[Date Prev][Date Next][Thread Prev][Thread Next][Date Index][Thread Index]
Guix on clusters and in HPC
From: |
Ludovic Courtès |
Subject: |
Guix on clusters and in HPC |
Date: |
Tue, 18 Oct 2016 16:20:43 +0200 |
User-agent: |
Gnus/5.13 (Gnus v5.13) Emacs/25.1 (gnu/linux) |
Hello,
I’m trying to gather a “wish list” of things to be done to facilitate
the use of Guix on clusters and for high-performance computing (HPC).
Ricardo and I wrote about the advantages, shortcomings, and perspectives
before:
http://elephly.net/posts/2015-04-17-gnu-guix.html
https://hal.inria.fr/hal-01161771/en
I know that Pjotr, Roel, Ben, Eric and maybe others also have experience
and ideas on what should be done (and maybe even code? :-)).
So I’ve come up with an initial list of work items going from the
immediate needs to crazy ideas (batch scheduler integration!) that
hopefully make sense to cluster/HPC people.
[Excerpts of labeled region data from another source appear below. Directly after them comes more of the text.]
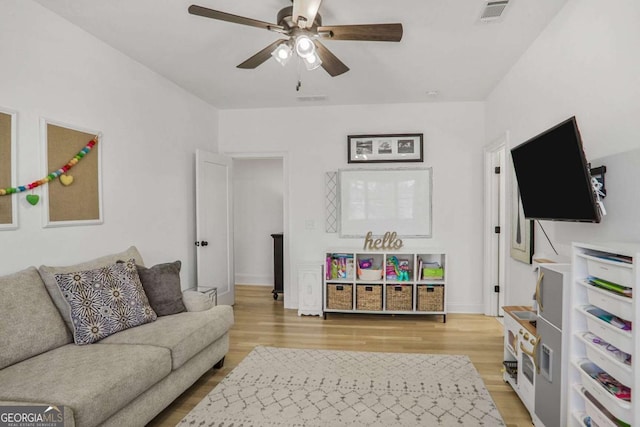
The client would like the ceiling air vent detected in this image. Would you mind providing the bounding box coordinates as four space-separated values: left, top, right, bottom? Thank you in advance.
480 0 509 22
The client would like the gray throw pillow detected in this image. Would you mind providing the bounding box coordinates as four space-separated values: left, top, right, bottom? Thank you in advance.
55 259 157 345
137 261 187 316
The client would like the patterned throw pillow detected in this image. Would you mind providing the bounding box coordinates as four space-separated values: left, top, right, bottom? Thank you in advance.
55 259 157 345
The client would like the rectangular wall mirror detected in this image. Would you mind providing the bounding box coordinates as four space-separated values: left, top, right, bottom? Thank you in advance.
338 168 432 238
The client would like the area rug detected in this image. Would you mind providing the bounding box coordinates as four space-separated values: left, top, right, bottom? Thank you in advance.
179 347 505 427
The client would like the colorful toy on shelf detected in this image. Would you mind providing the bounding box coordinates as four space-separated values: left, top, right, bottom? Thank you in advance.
326 254 354 280
386 255 410 281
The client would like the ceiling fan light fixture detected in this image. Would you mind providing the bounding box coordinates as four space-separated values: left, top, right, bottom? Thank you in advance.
271 43 293 67
296 35 316 58
304 53 322 71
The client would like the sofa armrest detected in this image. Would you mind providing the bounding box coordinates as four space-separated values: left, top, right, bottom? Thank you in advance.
0 400 76 427
182 290 214 311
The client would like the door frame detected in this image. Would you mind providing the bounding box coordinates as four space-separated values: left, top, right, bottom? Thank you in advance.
223 151 298 308
483 131 509 316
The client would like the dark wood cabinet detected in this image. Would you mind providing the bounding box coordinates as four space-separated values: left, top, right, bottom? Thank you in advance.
271 233 284 300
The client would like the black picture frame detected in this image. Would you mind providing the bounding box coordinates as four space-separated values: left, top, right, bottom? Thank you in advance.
347 133 424 163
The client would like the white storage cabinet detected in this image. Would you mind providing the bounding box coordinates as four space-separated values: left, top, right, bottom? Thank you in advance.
323 250 447 322
566 243 640 427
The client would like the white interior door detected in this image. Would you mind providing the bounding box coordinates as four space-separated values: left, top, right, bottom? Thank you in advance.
196 150 235 305
484 134 508 316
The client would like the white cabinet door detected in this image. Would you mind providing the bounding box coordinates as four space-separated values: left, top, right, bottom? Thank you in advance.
298 263 322 316
196 150 235 305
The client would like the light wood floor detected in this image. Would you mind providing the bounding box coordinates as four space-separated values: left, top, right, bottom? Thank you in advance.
149 285 532 427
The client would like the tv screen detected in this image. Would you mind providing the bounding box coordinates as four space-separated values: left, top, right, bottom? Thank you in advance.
511 117 600 222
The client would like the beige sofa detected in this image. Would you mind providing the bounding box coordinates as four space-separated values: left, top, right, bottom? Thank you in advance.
0 247 233 427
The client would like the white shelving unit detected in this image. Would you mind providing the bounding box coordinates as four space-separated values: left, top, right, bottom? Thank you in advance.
322 250 447 322
566 243 640 427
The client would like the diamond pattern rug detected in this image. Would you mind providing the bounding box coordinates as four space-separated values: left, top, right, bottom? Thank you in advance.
179 347 505 427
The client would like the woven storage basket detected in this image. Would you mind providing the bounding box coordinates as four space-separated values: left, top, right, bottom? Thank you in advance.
327 283 353 310
387 285 413 311
356 285 382 311
417 285 444 311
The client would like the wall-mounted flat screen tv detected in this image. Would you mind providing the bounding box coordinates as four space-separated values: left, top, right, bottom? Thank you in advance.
511 117 600 222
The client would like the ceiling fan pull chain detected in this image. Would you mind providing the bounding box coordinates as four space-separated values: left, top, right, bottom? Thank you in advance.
296 58 302 92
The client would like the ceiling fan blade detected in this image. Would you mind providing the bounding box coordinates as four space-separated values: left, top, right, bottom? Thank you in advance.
292 0 322 28
318 24 402 42
237 39 287 69
189 4 285 32
313 40 349 77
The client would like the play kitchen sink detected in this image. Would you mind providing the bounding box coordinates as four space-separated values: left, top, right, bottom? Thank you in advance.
509 310 538 321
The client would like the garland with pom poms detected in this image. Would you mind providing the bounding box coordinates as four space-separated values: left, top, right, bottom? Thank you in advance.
0 135 98 196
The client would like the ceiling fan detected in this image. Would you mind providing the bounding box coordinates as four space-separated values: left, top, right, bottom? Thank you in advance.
189 0 402 77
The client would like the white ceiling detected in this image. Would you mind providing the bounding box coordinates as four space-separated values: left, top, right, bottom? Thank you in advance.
36 0 566 109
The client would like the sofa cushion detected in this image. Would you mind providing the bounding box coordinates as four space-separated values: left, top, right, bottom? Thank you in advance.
0 344 171 427
0 267 71 372
137 261 187 316
55 259 157 345
100 305 233 370
38 246 144 331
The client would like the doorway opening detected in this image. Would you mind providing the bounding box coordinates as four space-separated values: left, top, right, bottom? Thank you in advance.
228 153 289 306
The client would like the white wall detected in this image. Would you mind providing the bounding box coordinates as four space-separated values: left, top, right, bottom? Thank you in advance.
219 103 485 312
233 159 284 286
486 0 640 304
0 0 218 287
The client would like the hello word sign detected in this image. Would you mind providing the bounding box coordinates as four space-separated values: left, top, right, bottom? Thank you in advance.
364 231 403 250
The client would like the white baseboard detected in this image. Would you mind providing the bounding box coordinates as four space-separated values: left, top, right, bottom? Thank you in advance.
235 273 273 287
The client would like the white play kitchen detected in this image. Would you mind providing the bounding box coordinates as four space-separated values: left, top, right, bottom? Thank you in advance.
504 243 640 427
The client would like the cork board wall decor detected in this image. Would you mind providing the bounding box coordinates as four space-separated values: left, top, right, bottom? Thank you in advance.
43 121 102 227
0 110 18 230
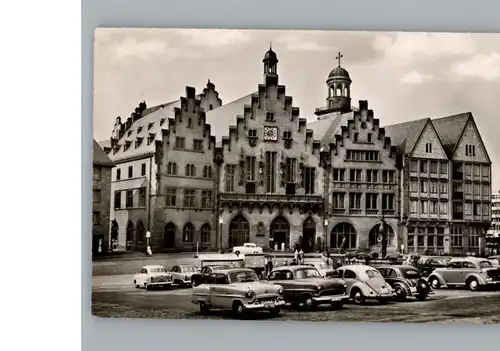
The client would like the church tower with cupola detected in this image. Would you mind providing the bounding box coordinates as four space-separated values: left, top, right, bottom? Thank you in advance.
315 52 352 119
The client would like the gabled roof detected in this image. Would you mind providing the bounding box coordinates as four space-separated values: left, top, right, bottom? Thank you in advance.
306 112 354 149
383 118 430 155
92 139 114 167
432 112 471 159
205 93 256 146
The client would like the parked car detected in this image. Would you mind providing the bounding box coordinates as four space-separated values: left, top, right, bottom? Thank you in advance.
428 257 500 291
268 265 349 309
336 264 395 305
191 268 285 318
169 264 199 285
233 243 263 255
377 265 434 301
134 265 173 290
191 254 245 286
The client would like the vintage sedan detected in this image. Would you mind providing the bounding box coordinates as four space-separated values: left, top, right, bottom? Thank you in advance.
233 243 263 255
336 264 396 305
428 257 500 291
268 265 349 309
191 268 285 318
134 265 173 290
169 264 198 286
377 265 434 301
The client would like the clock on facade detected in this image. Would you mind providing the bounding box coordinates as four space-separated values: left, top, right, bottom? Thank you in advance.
264 127 278 141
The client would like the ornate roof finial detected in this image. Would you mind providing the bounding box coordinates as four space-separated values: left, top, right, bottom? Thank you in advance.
335 51 344 67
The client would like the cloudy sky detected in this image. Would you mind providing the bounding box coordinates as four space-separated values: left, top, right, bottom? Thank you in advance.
94 28 500 189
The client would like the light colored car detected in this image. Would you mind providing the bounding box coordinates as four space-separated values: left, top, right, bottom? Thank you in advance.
233 243 263 255
428 257 500 291
134 265 173 290
169 264 198 285
269 265 349 310
336 264 396 305
191 268 285 318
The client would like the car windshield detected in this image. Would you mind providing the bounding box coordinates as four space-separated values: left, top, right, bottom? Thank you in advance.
365 269 382 278
149 267 165 273
295 268 321 279
401 269 420 279
479 261 493 268
228 271 259 283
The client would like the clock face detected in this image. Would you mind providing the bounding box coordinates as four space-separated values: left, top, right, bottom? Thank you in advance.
264 127 278 141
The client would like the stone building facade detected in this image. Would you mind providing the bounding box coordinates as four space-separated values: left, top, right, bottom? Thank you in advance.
98 49 491 253
92 140 113 255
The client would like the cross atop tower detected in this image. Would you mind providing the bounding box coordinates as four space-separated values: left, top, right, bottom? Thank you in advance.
335 51 344 67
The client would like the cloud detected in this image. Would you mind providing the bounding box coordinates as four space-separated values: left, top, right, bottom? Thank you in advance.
451 53 500 81
372 33 476 64
400 71 433 84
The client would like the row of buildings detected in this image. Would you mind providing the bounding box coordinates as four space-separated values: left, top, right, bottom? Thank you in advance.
93 49 491 254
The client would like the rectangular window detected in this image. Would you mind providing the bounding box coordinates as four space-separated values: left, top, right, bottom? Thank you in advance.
430 161 438 174
139 188 146 207
382 194 394 211
175 137 186 150
165 188 177 207
115 190 122 209
410 160 418 173
226 165 236 193
366 169 378 183
333 168 345 182
125 190 134 208
246 156 256 182
193 139 203 151
92 211 101 225
410 200 418 214
92 166 102 180
201 190 212 208
332 193 345 209
365 194 377 210
184 189 195 207
349 193 361 210
420 200 429 215
350 169 362 182
92 189 101 204
286 158 297 183
304 167 316 194
420 160 429 173
266 151 278 194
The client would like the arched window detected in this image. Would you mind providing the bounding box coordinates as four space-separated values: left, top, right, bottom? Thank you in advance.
182 223 194 243
201 223 210 243
330 222 357 250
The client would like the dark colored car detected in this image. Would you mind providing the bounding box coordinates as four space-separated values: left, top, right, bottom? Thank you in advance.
377 265 434 301
268 265 349 309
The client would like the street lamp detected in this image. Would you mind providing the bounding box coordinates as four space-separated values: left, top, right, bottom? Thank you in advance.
219 216 224 253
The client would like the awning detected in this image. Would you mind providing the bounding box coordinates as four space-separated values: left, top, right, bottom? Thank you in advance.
92 225 104 236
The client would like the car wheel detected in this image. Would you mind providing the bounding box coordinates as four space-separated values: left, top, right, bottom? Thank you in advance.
467 278 479 291
233 301 246 319
351 289 365 305
198 301 210 314
429 277 441 289
394 285 406 301
330 301 344 311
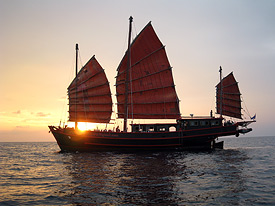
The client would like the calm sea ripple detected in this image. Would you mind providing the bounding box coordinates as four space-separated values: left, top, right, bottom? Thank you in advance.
0 137 275 205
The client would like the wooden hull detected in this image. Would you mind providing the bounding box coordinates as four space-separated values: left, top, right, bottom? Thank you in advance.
49 124 237 152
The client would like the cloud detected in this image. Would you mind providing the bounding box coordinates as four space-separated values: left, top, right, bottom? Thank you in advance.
15 125 30 129
36 112 51 117
13 110 21 114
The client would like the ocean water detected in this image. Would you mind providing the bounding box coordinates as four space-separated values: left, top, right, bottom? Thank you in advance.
0 136 275 206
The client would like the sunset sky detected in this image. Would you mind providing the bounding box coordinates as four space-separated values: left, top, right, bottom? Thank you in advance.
0 0 275 141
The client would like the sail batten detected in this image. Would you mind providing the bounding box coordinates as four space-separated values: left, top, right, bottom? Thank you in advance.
68 56 112 123
216 72 242 119
115 22 180 119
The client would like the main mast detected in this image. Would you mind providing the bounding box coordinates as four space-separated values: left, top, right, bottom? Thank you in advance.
75 44 78 129
123 16 133 132
219 66 223 118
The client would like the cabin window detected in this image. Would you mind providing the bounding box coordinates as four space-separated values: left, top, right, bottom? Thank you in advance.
169 126 177 132
211 120 219 126
200 121 209 126
158 127 166 132
148 127 154 132
190 121 199 127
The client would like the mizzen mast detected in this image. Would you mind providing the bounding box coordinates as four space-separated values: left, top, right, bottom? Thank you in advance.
123 16 133 132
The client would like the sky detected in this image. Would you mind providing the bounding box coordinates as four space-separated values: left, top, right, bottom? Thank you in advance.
0 0 275 142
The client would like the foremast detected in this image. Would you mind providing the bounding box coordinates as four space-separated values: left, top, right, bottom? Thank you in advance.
123 16 133 132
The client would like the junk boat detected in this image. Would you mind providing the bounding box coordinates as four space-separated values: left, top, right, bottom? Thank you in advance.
49 17 255 152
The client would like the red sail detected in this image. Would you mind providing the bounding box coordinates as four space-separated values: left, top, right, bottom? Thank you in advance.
216 72 242 119
116 23 180 119
68 56 112 123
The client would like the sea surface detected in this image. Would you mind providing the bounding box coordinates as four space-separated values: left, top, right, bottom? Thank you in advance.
0 136 275 206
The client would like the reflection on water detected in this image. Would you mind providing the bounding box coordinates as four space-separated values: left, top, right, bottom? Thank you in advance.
60 150 250 205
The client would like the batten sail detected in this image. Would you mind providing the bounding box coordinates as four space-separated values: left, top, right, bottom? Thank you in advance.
68 56 112 123
116 22 180 119
216 72 242 119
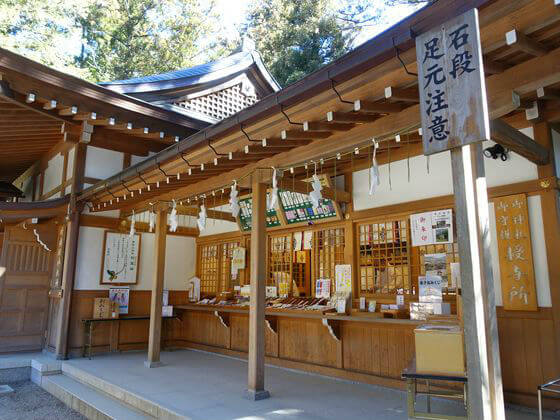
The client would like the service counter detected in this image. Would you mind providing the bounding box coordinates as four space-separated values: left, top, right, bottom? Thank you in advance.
170 304 421 386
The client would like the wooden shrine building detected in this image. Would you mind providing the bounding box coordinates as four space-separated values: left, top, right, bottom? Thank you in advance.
0 0 560 418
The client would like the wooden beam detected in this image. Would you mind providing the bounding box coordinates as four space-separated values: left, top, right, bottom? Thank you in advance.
177 204 237 223
385 86 420 104
483 57 507 74
282 179 352 203
354 99 403 114
490 119 550 165
537 87 560 101
280 130 332 140
262 138 312 148
506 29 548 57
533 122 560 370
144 206 167 368
327 111 379 124
245 175 270 400
303 121 356 131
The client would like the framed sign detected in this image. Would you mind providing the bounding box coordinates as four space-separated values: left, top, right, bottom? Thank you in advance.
494 194 538 311
100 231 140 284
416 9 490 155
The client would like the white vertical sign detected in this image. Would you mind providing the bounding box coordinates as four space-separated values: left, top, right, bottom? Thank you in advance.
416 9 490 155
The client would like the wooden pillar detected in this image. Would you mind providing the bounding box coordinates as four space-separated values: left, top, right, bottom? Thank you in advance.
471 143 506 420
451 146 492 420
51 144 87 359
533 122 560 364
51 210 80 359
144 207 167 368
245 172 270 400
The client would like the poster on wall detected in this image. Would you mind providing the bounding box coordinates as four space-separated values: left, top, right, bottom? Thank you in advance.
410 209 453 246
424 254 448 287
109 287 130 315
334 264 352 293
494 194 538 311
101 231 140 284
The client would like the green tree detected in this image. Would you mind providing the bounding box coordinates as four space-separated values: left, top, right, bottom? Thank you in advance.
0 0 83 75
76 0 219 81
242 0 359 86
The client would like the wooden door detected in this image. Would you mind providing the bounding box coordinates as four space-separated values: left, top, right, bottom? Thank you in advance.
0 225 56 352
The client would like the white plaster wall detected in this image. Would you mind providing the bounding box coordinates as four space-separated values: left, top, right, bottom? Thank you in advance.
130 152 155 166
353 142 538 210
74 226 196 290
353 128 551 307
43 153 64 194
85 146 124 179
20 176 35 202
490 196 552 307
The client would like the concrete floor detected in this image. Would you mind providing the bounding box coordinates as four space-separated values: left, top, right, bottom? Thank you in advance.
0 380 86 420
62 350 556 420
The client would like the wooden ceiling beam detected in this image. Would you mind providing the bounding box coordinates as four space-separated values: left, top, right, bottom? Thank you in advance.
283 179 352 203
263 137 312 148
280 130 332 140
354 99 404 114
303 121 356 131
537 87 560 101
506 29 548 57
490 119 550 165
483 57 507 74
385 86 420 104
177 204 237 223
327 111 379 124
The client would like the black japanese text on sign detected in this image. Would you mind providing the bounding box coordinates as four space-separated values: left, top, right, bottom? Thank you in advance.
416 9 490 155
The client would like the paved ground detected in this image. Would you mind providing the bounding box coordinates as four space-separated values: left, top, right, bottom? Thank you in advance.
0 381 85 420
67 350 553 420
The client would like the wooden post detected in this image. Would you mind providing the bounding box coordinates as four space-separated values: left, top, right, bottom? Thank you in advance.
245 172 270 400
50 144 87 359
144 207 167 368
51 210 80 359
533 122 560 360
471 143 506 420
451 145 492 420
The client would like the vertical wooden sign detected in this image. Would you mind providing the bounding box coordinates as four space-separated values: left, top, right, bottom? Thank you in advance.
416 9 490 155
494 194 537 311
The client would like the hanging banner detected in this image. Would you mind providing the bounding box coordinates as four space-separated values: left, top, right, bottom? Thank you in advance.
494 194 538 311
416 9 490 155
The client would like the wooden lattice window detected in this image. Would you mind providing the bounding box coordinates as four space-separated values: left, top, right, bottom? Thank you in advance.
267 234 293 294
175 83 259 120
198 244 219 295
410 243 459 294
357 218 413 295
313 227 344 293
220 242 241 292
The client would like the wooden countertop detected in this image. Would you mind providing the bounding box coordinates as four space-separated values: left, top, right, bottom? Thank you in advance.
173 303 425 325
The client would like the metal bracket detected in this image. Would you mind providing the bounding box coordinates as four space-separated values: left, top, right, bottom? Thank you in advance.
264 316 278 334
322 318 340 341
214 311 229 328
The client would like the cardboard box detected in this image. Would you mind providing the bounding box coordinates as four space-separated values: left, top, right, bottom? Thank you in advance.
93 298 119 319
414 325 465 375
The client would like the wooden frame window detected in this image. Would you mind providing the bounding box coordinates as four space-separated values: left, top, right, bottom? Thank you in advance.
356 217 413 295
313 227 345 293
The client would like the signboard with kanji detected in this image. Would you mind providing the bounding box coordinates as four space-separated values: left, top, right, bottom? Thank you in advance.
494 194 538 311
416 9 490 155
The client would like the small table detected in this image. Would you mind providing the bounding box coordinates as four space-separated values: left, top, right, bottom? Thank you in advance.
82 315 181 360
401 360 467 420
537 379 560 420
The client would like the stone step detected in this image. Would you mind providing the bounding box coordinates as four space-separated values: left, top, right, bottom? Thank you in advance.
62 362 188 420
41 374 154 420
I’d be happy to get
feedback, suggestions, etc. from whoever is interested!
(The reason I’m asking is that I’m considering submitting a proposal at
Inria to work on some of these things.)
TIA! :-)
Ludo’.
- non-root usage
+ file system virtualization needed
* map ~/.local/gnu/store to /gnu/store
* user name spaces?
* [[https://github.com/proot-me/PRoot/][PRoot]]? but performance problems?
* common interface, like “guix enter” spawns a shell where
/gnu/store is available
+ daemon functionality as a library
* client no longer connects to the daemon, does everything
locally, including direct store accesses
* can use substitutes
+ or plain ’guix-daemon --disable-root’?
+ see
[[http://lists.gnu.org/archive/html/help-guix/2016-06/msg00079.html][discussion
with Ben Woodcroft and Roel]]
- central daemon usage (like at MDC, but improved)
+ describe/define appropriate setup, like:
* daemon runs on front-end node
* clients can connect to daemon from compute nodes, and perform
any operation
* use of distributed file systems: anything to pay attention to?
* how should the front-end offload to compute nodes?
+ technical issues
* daemon needs to be able to listen for connections elsewhere
* client needs to be able to
[[http://debbugs.gnu.org/cgi/bugreport.cgi?bug=20381][connect remotely]]
instead of using
[[http://debbugs.gnu.org/cgi/bugreport.cgi?bug=20381#5][‘socat’ hack]]
* how do we share localstatedir? how do we share /gnu/store?
* how do we share the profile directory?
+ admin/social issues
* daemon runs as root
* daemon needs Internet access
* Ricardo mentions lack of nscd and problems caused by the use of
NSS plugins like [[https://fedoraproject.org/wiki/Features/SSSD][SSSD]]
in this context
+ batch scheduler integration?
* allow users to offload right from their machine to the cluster?
- package variants, experimentation
+ for experiments, as in Section 4.2 of
[[https://hal.inria.fr/hal-01161771/en][the RepPar paper]]
* in the meantime we added
[[https://www.gnu.org/software/guix/manual/html_node/Package-Transformation-Options.html][--with-input
et al.]]; need more?
+ for
[[https://lists.gnu.org/archive/html/guix-devel/2016-10/msg00005.html][CPU-specific
optimizations]]
+ somehow support -mtune=native (and even profile-guided
optimizations?)
+ simplify the API to switch compilers, libcs, etc.
- workflow, reproducible science
+ implement [[http://debbugs.gnu.org/cgi/bugreport.cgi?bug=22629][channels]]
+ provide a way to see which Guix commit is used, like “guix channel
describe”
+ simple ways to
[[https://lists.gnu.org/archive/html/guix-devel/2016-10/msg00701.html][test the
dependents of a package]] (see also
discussion between E. Agullo & A. Enge)
* new transformation options: --with-graft, --with-source
recursive
+ support
[[https://lists.gnu.org/archive/html/guix-devel/2016-05/msg00380.html][workflows
and pipelines]]?
+ add [[https://github.com/galaxyproject/galaxy/issues/2778][Guix support
in Galaxy]]?